The controversy again dominated Leaders' Questions, with the Taoiseach coming under scrutiny about statements he has made on the issue.

Minister for Children Katherine Zappone has said Mr Kenny told her last week that the terms of reference for the upcoming investigation into an alleged smear campaign against Sgt McCabe would also cover the unfounded allegations of sexual abuse against him.

Today, Fianna Fáil leader Micheál Martin asked the Mr Kenny how he knew the terms of reference would cover this when he did not know the details of these allegations at the time.

The Taoiseach responded by saying that Minister Zappone did not go into details, but he added that the terms of reference drafted by Justice Iarfhlaith O'Neill had directly referred to allegations of misconduct against Sgt McCabe and which Mr Justice Peter Charleton later confirmed.

Mr Kenny also said he did not know if senior officials in the Department of Justice knew about the existence of the Tusla file before a Cabinet memo was circulated.

The Taoiseach also told Sinn Féin leader Gerry Adams that he did not know what was in the protected disclosures and said he was not legally entitled to know what was in them.

Mr Kenny said it was also a matter for the judge who will conduct the inquiry whether it should be opened up to other whistleblowers.

Mr Kenny met Independent minister Denis Naughten and Independent TD Michael Harty this morning to discuss how the events of the last week unfolded.

They were said to be satisfied with the outcome of the meeting, with their priority being to establish a tribunal to look at the alleged smear campaign against Sgt McCabe.

It is understood that members of the Independent Alliance, which includes Minister for Transport Shane Ross and junior ministers Finian McGrath and John Halligan, are concerned about a statement made by the Taoiseach in the Dáil yesterday.

Mr Kenny informed the Dáil that he had given inaccurate information about a meeting he said he had with Minister Zappone before she met Sgt McCabe.

That meeting never happened.

The motion of confidence in the Government was tabled in response to a Sinn Féin motion of no confidence in the minority Coalition over its handling of the controversy involving an alleged smear campaign against Sgt McCabe.

It was passed by five votes, on a margin of 57 in favour and 52 against, with 44 abstentions.

Fianna Fáil's health spokesperson has said the Government's response to the whistleblower controversy has been "incoherent and shambolic".

However, Billy Kelleher said Fianna Fáil will not bring down the Government and said he did "not believe that there was any malicious intent by the Taoiseach to mislead either the Dáil or the public".

Speaking on RTÉ's Morning Ireland, he said that going forward "Fine Gael will have to pull up its socks to ensure that they provide coherent Government".

Fianna Fáil is committed to the supply and confidence agreement, he said, adding that if the party was to bring the Government down on every occasion, there would be no Government.

Stability is important, he said, and Fianna Fáil would provide that.

The Cabinet will meet tomorrow to discuss the terms of reference for the tribunal.

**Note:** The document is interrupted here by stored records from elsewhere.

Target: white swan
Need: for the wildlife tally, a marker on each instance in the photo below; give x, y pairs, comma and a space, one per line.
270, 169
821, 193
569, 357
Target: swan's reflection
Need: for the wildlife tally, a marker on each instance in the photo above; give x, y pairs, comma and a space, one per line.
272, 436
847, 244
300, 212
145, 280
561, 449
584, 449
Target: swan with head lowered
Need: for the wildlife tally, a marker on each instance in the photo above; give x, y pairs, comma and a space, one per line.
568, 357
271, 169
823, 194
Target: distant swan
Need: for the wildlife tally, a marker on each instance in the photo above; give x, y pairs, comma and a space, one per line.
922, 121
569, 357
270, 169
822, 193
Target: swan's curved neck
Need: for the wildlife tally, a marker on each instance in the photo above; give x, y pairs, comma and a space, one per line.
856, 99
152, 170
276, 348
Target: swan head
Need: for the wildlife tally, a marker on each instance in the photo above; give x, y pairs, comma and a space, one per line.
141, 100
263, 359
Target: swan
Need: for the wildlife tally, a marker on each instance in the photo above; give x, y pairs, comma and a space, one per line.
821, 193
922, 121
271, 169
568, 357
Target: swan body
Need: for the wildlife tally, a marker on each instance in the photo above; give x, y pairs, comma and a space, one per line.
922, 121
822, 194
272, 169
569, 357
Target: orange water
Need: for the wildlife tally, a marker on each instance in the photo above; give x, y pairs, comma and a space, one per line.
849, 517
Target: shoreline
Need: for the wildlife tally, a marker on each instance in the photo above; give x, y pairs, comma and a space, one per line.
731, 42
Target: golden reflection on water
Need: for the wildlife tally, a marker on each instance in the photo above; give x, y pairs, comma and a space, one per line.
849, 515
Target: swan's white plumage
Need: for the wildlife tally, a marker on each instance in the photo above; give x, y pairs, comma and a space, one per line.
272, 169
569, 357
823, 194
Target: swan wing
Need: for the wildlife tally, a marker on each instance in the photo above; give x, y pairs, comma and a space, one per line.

However, while the Government and Fianna Fáil want the tribunal to prioritise the allegations made against Sgt McCabe, others believe it should incorporate other whistleblowers.

Tánaiste Frances Fitzgerald is this afternoon meeting different parties separately to discuss the terms of reference.

Last night, the Taoiseach and three Government ministers spent three hours giving statements and taking questions on the matter in the Dáil, with Mr Kenny coming under scrutiny about his comment on the matter. 

The Taoiseach and Ms Zappone have now agreed that she had told him last week about Tusla, the Child and Family Agency, and the unfounded allegations of sexual abuse against Sgt McCabe, but not about the details of the case.

The Fine Gael parliamentary party also met this evening, with many deputies concerned about the Government's, and also the Taoiseach's, handling of the controversy.